SWR4 Sonntagsgedanken

SWR4 Sonntagsgedanken

Man lernt im Leben nicht aus. Das habe ich neulich mal wieder gemerkt und das kam so: Anfang Juni beginnt bei uns in der Kirche die Hochzeitssaison. 15, 16 Trauungen haben wir jedes Jahr. Einige davon sind meine Aufgabe. Manche Paare sind Anfang zwanzig, andere Mitte vierzig. Wieder andere möchten einen Dankgottesdienst zur Silberhochzeit. Oder sogar zur Goldenen.

Wenn ich die Paare vergleiche, dann merke ich immer: Je jünger das Paar, desto akribischer wird die Hochzeit geplant. Warum sie einen Gottesdienst wollen – um ihre Dankbarkeit auszudrücken für ihr gemeinsames Glück oder weil sie Gott um Segen und Beistand bitten wollen: das spielt anscheinend nur eine kleine Rolle. Hauptsache, der Tag wird der schönste Tag des Lebens. Dachte ich jedenfalls. Ein Paar zum Beispiel, das ich vor einiger Zeit getroffen habe: Die Braut und der Bräutigam sind zu mir ins Pfarrhaus gekommen; zum Traugespräch. Die Braut hat dann nach der Begrüßung aus einer großen Tasche einen dicken Ordner geholt. Er war voller Klebezettel für die verschiedenen Themen: Kleid, Location, Gästeliste, Musik, Gottesdienst, Fotoshooting.

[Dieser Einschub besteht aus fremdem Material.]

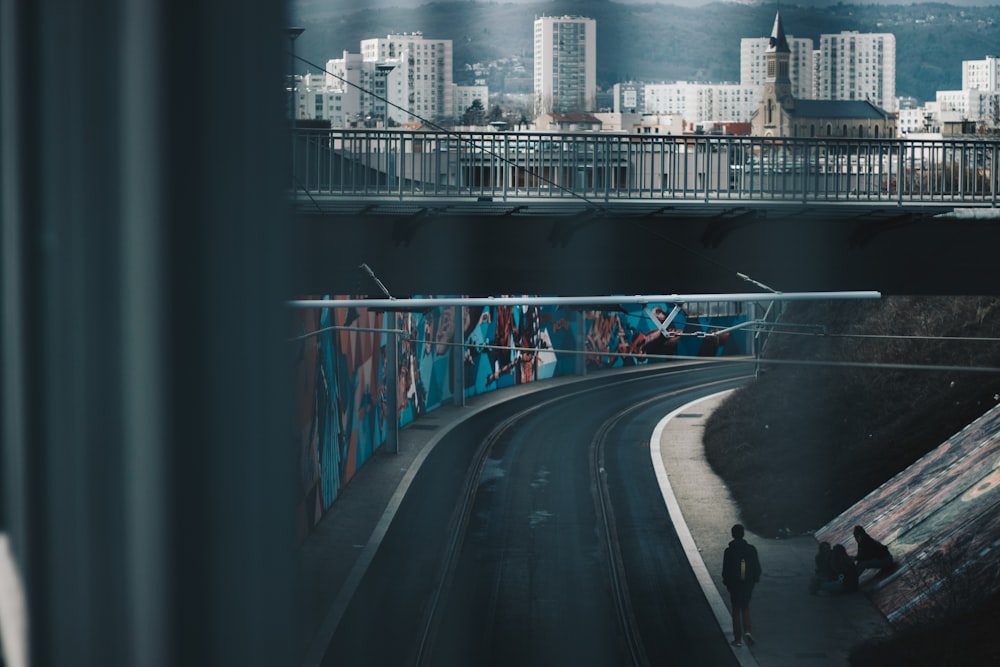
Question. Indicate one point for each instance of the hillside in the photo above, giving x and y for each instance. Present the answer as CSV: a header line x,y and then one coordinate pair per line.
x,y
815,432
665,42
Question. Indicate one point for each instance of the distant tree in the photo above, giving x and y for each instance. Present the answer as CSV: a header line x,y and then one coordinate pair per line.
x,y
475,114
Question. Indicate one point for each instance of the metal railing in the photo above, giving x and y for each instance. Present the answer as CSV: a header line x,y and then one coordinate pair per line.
x,y
612,167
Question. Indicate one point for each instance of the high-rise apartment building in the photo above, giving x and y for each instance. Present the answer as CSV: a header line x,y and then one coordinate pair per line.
x,y
858,66
753,64
701,102
981,74
565,64
420,79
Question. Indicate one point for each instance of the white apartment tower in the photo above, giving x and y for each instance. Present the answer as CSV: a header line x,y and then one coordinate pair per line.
x,y
753,64
981,74
858,66
565,64
420,80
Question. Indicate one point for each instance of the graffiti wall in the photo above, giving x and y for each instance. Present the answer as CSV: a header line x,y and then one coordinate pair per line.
x,y
939,518
343,380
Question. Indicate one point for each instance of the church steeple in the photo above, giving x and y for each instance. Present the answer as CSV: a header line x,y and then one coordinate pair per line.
x,y
777,102
779,43
777,56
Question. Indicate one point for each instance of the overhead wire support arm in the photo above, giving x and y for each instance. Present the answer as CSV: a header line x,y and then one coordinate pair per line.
x,y
605,300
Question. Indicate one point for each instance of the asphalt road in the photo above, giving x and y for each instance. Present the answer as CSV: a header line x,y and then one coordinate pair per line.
x,y
497,556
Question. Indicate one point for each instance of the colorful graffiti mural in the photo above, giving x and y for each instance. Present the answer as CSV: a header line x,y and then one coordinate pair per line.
x,y
939,518
343,383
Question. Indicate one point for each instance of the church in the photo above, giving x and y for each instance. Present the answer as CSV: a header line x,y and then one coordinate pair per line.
x,y
779,114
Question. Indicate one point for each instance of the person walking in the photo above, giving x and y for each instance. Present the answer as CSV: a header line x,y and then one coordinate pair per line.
x,y
740,572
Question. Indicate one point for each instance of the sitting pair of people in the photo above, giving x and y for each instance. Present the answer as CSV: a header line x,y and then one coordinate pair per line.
x,y
837,572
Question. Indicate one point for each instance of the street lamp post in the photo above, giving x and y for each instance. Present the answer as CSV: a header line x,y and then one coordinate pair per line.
x,y
292,34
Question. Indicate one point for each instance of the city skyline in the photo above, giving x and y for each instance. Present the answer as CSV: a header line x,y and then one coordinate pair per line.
x,y
644,42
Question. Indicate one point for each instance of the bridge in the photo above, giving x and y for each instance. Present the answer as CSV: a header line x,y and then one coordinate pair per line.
x,y
592,213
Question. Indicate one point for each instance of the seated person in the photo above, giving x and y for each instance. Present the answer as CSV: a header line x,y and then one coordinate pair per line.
x,y
872,554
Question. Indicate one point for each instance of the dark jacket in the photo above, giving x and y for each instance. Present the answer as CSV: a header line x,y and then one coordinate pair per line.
x,y
870,549
845,569
740,564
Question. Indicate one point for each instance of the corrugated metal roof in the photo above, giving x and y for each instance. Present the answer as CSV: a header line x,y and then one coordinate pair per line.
x,y
859,109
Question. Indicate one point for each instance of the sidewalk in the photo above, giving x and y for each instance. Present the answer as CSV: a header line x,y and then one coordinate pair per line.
x,y
791,626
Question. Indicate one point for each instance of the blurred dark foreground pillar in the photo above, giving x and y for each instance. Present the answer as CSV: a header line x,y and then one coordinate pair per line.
x,y
147,475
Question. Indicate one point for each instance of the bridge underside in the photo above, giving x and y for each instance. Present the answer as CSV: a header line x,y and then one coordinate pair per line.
x,y
493,248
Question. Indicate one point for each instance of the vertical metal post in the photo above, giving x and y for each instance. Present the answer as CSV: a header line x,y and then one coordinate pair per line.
x,y
392,391
581,347
458,357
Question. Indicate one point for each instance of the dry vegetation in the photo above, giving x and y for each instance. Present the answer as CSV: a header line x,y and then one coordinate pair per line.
x,y
833,416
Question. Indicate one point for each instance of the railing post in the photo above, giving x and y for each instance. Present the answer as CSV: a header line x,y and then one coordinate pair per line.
x,y
392,390
458,356
994,177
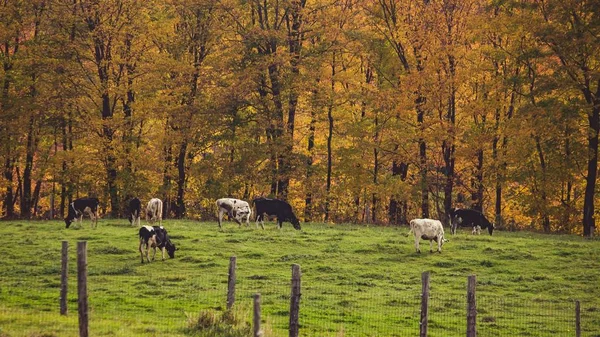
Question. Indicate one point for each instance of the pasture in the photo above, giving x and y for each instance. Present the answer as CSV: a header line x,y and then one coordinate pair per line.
x,y
356,280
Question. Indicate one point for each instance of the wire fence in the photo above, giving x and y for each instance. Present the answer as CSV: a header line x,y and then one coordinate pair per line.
x,y
130,304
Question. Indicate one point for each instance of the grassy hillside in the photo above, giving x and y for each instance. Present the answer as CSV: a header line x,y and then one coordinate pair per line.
x,y
356,280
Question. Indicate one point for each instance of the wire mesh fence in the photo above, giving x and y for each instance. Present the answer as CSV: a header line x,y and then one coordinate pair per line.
x,y
125,304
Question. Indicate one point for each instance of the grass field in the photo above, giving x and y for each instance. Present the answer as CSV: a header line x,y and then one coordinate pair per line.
x,y
356,281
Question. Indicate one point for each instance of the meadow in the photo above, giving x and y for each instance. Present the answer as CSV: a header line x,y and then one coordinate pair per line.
x,y
357,280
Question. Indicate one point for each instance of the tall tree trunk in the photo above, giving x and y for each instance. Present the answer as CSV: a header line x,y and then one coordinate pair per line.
x,y
398,206
542,209
329,140
8,205
180,210
589,223
26,201
423,160
477,183
309,160
375,198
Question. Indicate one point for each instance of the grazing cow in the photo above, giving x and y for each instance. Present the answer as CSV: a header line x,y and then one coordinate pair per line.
x,y
81,205
135,210
427,229
469,218
279,208
154,211
153,237
237,210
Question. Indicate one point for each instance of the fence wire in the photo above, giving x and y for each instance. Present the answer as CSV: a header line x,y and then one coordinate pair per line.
x,y
166,306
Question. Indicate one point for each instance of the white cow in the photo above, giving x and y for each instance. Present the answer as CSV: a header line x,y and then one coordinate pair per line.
x,y
238,210
427,229
154,211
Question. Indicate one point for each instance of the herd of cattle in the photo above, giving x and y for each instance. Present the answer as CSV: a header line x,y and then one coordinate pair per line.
x,y
241,211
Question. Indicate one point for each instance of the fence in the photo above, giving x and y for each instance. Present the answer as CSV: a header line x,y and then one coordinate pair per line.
x,y
304,307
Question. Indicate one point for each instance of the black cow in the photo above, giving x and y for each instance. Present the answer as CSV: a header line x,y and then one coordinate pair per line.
x,y
279,208
81,205
135,209
469,218
153,237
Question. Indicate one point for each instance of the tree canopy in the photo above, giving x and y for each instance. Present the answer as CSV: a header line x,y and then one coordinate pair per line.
x,y
354,111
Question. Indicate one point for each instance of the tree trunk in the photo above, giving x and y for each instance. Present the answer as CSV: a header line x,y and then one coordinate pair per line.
x,y
310,159
589,224
397,209
329,140
180,210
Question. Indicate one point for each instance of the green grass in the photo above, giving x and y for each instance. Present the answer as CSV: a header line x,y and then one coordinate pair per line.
x,y
356,280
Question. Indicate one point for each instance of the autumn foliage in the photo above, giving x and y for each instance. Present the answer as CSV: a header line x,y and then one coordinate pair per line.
x,y
372,111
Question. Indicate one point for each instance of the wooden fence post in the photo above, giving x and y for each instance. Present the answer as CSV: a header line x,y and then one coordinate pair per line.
x,y
577,319
64,277
82,302
471,307
295,301
231,283
257,332
424,304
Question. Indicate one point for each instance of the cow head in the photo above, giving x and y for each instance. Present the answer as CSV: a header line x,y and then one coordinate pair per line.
x,y
296,223
170,249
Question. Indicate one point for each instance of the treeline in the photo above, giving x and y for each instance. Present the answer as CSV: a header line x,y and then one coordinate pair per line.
x,y
365,111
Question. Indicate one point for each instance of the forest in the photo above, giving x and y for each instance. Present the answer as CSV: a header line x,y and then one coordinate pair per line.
x,y
366,111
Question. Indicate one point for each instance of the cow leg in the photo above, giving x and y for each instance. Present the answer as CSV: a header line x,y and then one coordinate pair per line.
x,y
417,244
258,218
94,217
220,218
140,249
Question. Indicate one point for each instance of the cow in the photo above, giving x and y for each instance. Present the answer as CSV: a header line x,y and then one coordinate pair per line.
x,y
427,229
135,210
279,208
81,205
238,210
469,218
153,237
154,211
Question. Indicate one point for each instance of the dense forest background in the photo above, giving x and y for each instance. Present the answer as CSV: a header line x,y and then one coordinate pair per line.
x,y
369,111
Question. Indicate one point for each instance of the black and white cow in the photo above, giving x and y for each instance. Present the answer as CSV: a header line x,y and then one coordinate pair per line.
x,y
135,210
153,237
469,218
80,206
238,210
279,208
154,211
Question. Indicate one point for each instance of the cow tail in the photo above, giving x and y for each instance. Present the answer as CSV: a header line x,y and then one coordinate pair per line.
x,y
412,226
160,210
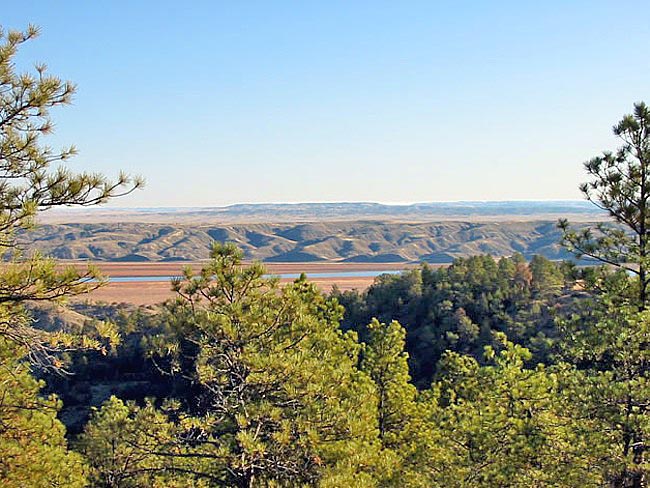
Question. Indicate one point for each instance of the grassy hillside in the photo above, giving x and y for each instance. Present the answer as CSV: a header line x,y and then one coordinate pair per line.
x,y
341,241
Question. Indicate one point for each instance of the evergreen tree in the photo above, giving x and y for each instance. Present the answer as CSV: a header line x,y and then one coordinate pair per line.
x,y
32,179
610,339
279,399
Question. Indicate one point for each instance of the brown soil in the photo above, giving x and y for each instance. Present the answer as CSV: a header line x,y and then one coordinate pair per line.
x,y
175,268
152,292
149,293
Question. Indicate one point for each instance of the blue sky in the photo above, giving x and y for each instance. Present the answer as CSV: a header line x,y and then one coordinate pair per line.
x,y
223,102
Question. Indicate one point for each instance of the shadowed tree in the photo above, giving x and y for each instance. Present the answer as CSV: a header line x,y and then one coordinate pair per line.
x,y
620,185
33,449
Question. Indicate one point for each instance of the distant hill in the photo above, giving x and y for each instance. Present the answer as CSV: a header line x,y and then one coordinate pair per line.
x,y
309,212
348,241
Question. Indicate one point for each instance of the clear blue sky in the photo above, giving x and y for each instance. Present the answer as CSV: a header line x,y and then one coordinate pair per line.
x,y
223,102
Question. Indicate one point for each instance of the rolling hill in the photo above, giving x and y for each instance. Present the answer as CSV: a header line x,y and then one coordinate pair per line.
x,y
347,241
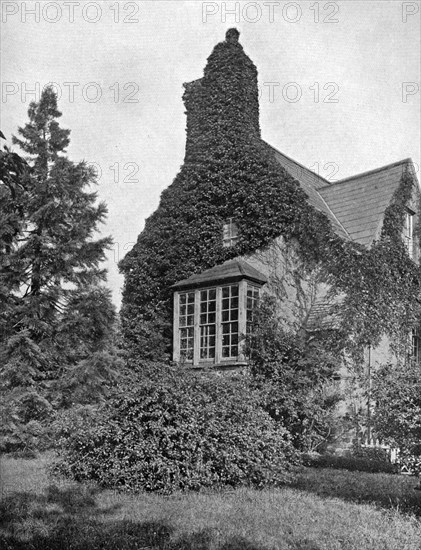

Die Braut hat eine Reihe von Fragen gestellt: von wo aus darf der Fotograf Bilder machen? Wann kann die Hochzeitssängerin singen? Können die Gäste zuerst die Kirche verlassen, um uns dann mit Seifenblasen vor der Kirche zu begrüßen? Haben Sie einen Vorschlag für einen Trauspruch, in dem Gott nicht vorkommt?

Ich mag es, wenn die Leute fragen! Wirklich! Ich bin der Meinung, dass ein Gottesdienst zur Hochzeit zu dem Paar passen soll. Denn letztlich ist es ja ihr Tag. Ich schmunzle nur ab und zu, weil ich denke: Irgendwie wäre doch Gott ganz passend, wenn das Paar sich einen Gottesdienst wünscht.

Oder kommt es den Brautpaaren am Ende doch nur auf die Show an? Um all die Aaahs und Ooohs? Manchmal frage ich mich das. Aber sehen Sie – genau da hab‘ ich gemerkt, dass man im Leben nicht auslernt. Diesen Sommer haben sich die meisten Paare als Lesung aus der Bibel einen Text von Paulus gewünscht. Der geht so:

Die Liebe sei ohne Falsch. Hasst das Böse, hängt dem Guten an. Respektiert einander. Seid fröhlich in der Hoffnung, geduldig in Trübsal und beharrlich im Gebet!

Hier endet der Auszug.